You might be wondering what app I use? I found Map My Hike to be a simple and straightforward app, but as a map enthusiast I found the underlying maps sorely lacking in detail. The audience for this app seems more oriented around fitness, because it includes tracking of heart rate and caloric consumption, for example. That’s not really my interest, so I kept coming back to the Trimble Outdoors Navigator. This well designed program offers all the basic features noted above with some nice perks. For example, you can choose from a range of base maps like USGS type contours, or aerial photos for example, and even download maps so you can use the app when you’re not in cell range.
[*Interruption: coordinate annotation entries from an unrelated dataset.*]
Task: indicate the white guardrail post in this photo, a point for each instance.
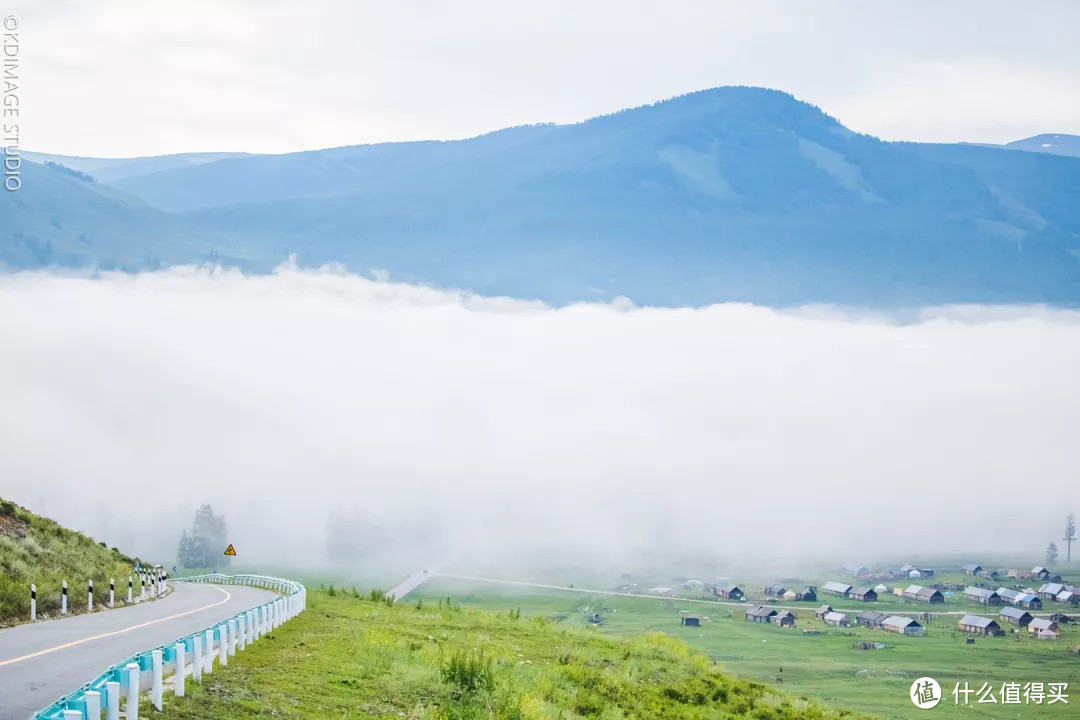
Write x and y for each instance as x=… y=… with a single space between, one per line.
x=121 y=683
x=179 y=670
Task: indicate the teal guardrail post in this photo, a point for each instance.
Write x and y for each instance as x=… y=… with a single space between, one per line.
x=131 y=708
x=111 y=701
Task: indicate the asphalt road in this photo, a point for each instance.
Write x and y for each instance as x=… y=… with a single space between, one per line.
x=40 y=662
Route tracking is easy to setup with slick editing features for naming routes and waypoints. Sharing is via the Trimble Outdoors user site.
In closing, I’ll note that relying on an electronic device as your sole means of navigation is folly. Batteries die at the worst possible moment; phones get wet and fail, etc. Carry a map and a regular compass when you go deep into the woods. Oh, and if you do bring your phone, please turn off the ringer….
One Comment leave one →
  1. October 25, 2013 10:12 pm

    Thank you for your thorough and dynamic insight to the many values of the relationship between technology and trails. From a fitness and health perspective, I predict that the ability to track, access, and measure outdoor trail use will contribute to improving exercise adherence. People seem to enjoy gps and smart phone apps while navigating unknown or known recreational territories. Recent research outcomes about why less than 35% of Americans engage in regular exercise point to the issue of ENJOYMENT. There is nothing as fun as living in an area with so much support around connecting people with nature and community. Upper Valley Trails Alliance models public health advocacy and stewardship for others.